Augmentation malgré tout de la durée moyenne de séjour

Le gouvernement cherche depuis des années à réduire le nombre de visites aux urgences afin de diminuer l’attente. Mais malgré une baisse spectaculaire des visites en 2020-2021, la durée moyenne de séjour a tout de même augmenté pour atteindre 15 h 54 min, soit bien loin de la cible de 12 h visée par le gouvernement. La Dre Morris explique que la durée moyenne de séjour représente le nombre d’heures qu’un patient passe sur civière avant d’obtenir son congé ou d’être hospitalisé à un étage de l’hôpital. Cette donnée traduit donc pour elle surtout la congestion globale des hôpitaux. La Dre Morris souligne qu’avec la COVID-19, les capacités hospitalières étaient de beaucoup diminuées. « Il y avait moins de lits aux étages. On roulait avec des milliers de membres du personnel en moins partis vers les agences, en isolement, délestés… », dit-elle. « Il y a des journées où on était incapables de faire monter un patient aux étages. Il y avait beaucoup de séjours de 24 ou de 48 h aux urgences », ajoute le DBoucher.

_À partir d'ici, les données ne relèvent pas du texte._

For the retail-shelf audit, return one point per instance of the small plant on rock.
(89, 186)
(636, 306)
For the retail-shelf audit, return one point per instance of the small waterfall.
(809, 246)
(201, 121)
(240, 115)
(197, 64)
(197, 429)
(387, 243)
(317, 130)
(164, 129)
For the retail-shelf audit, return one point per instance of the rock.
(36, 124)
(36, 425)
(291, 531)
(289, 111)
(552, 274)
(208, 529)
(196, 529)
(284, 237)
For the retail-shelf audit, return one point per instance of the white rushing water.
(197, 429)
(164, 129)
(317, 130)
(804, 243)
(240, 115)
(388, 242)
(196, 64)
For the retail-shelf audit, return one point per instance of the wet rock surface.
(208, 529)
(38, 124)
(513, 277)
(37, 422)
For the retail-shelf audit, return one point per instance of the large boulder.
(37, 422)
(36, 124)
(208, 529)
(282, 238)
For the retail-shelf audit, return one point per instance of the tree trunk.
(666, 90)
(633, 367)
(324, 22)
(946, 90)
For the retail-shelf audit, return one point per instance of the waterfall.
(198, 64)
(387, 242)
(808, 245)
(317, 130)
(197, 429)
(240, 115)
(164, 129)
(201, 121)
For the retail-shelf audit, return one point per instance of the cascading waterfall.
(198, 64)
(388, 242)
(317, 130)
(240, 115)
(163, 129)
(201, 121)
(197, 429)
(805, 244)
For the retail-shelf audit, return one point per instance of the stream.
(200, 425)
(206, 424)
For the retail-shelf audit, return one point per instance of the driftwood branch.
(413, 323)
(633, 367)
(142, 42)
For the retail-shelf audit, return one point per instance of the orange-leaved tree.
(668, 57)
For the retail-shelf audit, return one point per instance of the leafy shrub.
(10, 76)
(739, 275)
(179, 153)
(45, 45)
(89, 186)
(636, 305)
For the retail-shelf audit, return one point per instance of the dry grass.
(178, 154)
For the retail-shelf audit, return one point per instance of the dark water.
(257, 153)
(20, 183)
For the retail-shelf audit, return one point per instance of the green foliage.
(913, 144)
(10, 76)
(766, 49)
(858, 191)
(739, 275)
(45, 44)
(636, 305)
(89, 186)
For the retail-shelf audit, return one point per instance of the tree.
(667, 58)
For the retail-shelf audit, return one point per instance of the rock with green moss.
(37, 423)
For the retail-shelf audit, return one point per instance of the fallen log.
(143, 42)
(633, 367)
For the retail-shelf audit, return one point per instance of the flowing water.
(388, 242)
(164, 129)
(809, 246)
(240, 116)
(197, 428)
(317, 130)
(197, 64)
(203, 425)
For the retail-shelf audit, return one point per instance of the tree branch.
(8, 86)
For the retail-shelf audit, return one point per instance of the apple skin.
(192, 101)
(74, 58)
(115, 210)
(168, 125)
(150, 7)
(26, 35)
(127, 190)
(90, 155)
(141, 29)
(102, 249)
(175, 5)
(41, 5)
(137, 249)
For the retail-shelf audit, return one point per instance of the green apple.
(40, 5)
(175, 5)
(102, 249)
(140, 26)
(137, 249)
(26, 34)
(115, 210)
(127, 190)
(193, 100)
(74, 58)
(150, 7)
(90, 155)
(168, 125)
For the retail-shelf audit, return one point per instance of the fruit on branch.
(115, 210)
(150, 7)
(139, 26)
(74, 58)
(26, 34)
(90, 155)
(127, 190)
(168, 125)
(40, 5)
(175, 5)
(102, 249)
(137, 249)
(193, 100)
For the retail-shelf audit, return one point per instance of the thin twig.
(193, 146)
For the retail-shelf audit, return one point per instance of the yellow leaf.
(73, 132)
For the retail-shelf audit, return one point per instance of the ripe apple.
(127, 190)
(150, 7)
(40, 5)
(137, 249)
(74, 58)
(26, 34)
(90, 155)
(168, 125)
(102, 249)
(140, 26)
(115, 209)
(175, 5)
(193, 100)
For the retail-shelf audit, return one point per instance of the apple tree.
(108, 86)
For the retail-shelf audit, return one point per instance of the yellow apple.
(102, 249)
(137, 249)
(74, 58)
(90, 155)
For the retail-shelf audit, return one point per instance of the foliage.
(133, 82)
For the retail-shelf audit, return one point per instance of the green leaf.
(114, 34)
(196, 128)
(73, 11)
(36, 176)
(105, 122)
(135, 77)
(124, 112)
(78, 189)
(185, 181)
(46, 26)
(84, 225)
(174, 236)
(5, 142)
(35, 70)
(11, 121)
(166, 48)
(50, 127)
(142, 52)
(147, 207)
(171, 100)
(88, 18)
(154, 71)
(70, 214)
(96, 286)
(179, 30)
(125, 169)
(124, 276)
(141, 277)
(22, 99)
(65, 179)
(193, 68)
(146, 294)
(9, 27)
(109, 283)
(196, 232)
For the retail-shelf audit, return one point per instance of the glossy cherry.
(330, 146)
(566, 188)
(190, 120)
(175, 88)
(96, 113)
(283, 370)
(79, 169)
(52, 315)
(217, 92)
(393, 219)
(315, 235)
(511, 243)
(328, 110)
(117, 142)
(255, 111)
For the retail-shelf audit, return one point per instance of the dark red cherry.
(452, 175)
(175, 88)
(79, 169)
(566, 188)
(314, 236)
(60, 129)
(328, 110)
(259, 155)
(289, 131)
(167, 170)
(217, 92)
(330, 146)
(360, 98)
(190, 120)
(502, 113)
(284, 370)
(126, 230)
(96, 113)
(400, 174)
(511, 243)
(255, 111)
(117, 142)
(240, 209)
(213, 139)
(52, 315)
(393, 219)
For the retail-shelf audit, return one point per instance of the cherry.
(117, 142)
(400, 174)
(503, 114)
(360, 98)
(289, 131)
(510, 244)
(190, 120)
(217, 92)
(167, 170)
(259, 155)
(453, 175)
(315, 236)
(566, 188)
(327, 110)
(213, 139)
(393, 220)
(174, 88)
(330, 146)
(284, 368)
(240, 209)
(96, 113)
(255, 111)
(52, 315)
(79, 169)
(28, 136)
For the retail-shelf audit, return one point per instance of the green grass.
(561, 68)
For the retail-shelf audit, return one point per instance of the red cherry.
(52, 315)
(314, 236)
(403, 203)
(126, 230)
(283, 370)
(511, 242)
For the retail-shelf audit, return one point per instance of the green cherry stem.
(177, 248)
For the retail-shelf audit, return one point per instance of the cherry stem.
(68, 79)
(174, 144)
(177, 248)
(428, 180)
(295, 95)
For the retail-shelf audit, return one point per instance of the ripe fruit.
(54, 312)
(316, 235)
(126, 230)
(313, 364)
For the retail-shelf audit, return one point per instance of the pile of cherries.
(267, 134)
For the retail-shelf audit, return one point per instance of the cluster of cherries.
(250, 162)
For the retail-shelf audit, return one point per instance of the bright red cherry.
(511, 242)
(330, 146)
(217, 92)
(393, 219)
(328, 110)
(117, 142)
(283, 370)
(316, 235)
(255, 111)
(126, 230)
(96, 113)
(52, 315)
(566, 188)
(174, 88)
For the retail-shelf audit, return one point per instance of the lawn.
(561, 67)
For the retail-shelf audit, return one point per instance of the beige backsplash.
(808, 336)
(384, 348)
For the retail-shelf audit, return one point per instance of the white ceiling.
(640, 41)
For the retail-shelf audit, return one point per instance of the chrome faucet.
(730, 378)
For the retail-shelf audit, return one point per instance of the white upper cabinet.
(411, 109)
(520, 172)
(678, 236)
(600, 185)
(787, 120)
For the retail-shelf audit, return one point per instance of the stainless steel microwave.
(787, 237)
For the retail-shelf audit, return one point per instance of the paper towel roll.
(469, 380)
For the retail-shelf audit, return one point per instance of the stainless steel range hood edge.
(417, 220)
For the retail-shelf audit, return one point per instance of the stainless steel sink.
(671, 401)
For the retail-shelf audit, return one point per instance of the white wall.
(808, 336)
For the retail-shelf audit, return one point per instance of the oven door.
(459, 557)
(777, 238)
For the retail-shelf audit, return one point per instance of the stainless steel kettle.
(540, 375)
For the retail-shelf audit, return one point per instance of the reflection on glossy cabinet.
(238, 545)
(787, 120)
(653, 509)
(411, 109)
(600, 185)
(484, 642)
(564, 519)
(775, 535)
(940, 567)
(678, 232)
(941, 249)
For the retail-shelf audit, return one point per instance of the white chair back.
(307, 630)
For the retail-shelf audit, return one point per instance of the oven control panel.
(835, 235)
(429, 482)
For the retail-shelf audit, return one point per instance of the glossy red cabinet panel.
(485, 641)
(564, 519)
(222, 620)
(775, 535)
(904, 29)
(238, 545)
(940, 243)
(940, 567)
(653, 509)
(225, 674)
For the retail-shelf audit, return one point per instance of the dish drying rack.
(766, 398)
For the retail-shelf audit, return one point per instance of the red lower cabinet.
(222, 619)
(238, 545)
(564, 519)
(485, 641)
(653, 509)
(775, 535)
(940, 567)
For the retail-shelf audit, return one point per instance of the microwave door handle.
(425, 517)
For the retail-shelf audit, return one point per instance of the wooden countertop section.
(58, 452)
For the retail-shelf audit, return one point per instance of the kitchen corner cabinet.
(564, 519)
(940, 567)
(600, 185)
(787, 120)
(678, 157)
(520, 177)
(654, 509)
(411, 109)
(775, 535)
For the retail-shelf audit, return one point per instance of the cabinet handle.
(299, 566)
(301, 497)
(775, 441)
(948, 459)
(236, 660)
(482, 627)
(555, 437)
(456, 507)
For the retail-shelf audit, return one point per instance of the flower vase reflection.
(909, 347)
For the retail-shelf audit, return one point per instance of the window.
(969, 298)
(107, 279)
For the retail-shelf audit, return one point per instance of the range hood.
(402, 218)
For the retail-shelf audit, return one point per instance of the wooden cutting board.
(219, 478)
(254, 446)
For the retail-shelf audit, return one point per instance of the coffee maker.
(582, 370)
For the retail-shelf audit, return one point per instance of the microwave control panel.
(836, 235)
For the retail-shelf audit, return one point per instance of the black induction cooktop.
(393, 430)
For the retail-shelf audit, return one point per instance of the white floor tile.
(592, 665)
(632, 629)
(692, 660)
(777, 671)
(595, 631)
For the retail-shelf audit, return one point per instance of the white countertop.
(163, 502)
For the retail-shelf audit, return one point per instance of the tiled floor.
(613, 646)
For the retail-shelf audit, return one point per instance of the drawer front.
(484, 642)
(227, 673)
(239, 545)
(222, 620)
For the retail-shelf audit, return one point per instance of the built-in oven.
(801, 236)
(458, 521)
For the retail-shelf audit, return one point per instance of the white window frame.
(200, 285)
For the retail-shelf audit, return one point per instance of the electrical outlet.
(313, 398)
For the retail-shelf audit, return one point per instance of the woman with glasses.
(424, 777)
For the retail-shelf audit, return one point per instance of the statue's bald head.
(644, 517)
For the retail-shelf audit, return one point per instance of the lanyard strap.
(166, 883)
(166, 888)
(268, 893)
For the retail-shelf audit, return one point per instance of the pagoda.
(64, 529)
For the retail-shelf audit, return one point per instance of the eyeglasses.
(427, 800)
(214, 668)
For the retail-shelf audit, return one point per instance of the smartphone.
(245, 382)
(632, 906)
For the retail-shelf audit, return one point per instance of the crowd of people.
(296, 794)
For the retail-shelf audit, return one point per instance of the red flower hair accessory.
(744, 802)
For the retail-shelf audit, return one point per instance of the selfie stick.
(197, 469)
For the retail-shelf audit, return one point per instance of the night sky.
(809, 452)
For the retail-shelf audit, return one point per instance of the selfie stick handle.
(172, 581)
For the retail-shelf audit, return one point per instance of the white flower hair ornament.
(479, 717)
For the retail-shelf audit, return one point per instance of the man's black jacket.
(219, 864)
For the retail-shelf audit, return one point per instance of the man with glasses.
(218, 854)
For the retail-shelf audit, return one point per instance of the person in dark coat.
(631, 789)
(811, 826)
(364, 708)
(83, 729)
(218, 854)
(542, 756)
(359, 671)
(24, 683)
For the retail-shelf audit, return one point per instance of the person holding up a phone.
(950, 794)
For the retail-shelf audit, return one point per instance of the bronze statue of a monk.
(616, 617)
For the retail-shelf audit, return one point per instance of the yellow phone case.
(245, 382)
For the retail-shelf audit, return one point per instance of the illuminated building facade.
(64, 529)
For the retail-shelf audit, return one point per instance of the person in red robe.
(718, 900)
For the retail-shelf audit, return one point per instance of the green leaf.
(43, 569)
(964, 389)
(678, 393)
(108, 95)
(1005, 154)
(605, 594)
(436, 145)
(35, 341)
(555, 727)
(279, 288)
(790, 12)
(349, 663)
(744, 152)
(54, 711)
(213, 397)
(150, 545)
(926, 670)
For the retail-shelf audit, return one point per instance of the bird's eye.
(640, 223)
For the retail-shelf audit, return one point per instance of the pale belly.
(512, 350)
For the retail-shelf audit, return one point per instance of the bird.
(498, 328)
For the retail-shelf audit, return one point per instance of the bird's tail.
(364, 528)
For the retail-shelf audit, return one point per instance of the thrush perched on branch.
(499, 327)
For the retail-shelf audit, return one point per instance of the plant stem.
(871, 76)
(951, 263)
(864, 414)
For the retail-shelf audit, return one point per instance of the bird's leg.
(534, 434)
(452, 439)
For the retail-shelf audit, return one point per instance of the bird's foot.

Des régions en hausse, d’autres en baisse

La majorité des régions du Québec a vu la durée moyenne de séjour aux urgences augmenter en 2020-2021. C’est dans les Laurentides (20 h 17 min) et en Montérégie (20 h 19 min) que les durées moyennes de séjour sont les plus élevées de la province. Même si l’hôpital de Gatineau vit ces jours-ci une période difficile (voir plus bas), la région de l’Outaouais a noté une nette amélioration de la performance de ses urgences en 2020-2021. La durée moyenne de séjour y est passée de 19 h 40 min à 17 h 31 min. « On était dans les pires urgences. On s’est quand même nettement améliorés, en temps de pandémie en plus. Mais il y a encore du travail à faire », a indiqué en conférence de presse la cheffe du service des urgences du CISSS de l’Outaouais, la Dre Marie-Hélène Folot.

Les pires urgences

Le gouvernement a établi la liste des 25 urgences présentant les pires résultats au Québec. Une équipe dirigée par la Dre Élyse Berger-Pelletier, du MSSS, visite actuellement ces urgences et devra trouver des solutions pour améliorer leurs performances. La Dre Morris souligne que plutôt que de parler des « 25 pires urgences, on devrait parler des 25 pires hôpitaux ». Parce que les solutions devront être trouvées pour améliorer la performance aux urgences, mais aussi partout dans l’hôpital, lance la présidente de l’AMUQ, qui fonde « beaucoup d’espoir » sur ce comité ministériel. La Dre Morris explique par exemple que si une patiente de 85 ans se présente un soir aux urgences et que les médecins soupçonnent une fracture du cou, un scan pourra être passé le soir même. Mais dans certains hôpitaux, le résultat ne sera lu que le lendemain matin. « Ça ajoute 12 h au séjour de cette patiente », dit la Dre Morris. Pour le DBoucher, les solutions à la congestion des urgences « sont connues depuis longtemps ». « Il faut maintenant les mettre en place », dit-il.

La crise du personnel

Pour la Dre Morris et le DBoucher, le plus grand défi reste le problème de pénurie de personnel. « Tous les hôpitaux sont frappés. Ça va être long à rattraper », dit la Dre Morris. L’hôpital de Gatineau a dû fermer ses urgences vendredi, par manque de personnel. Le CISSS de l’Outaouais a annoncé mercredi la réouverture partielle des urgences de Gatineau, uniquement pour les femmes enceintes, les enfants et les personnes présentant des problèmes de santé mentale. « Ce n’est pas un problème de gestion. C’est un problème de disponibilité de main-d’œuvre », a martelé en conférence de presse mercredi la PDG du CISSS de l’Outaouais, Josée Fillion.

Par manque de personnel, 45 lits seront fermés cet été à l’hôpital de Hull, 30 à l’hôpital de Gatineau et 10 à l’hôpital de Papineau. D’autres hôpitaux de la province doivent aussi fermer des lits d’hôpital cet été par manque de personnel. C’est notamment le cas de l’hôpital du Haut-Richelieu (38 lits), de l’hôpital Charles-Le Moyne (48 lits), de l’hôpital de Rimouski (11 lits), de l’hôpital Notre-Dame (27 lits, dont 2 de soins intensifs) et de l’hôpital de Verdun (22 lits, dont 2 de soins intensifs), de l’hôpital Anna-Laberge (10 lits), de l’hôpital du Suroît (59 lits) et de l’hôpital de Saint-Eustache (44 lits).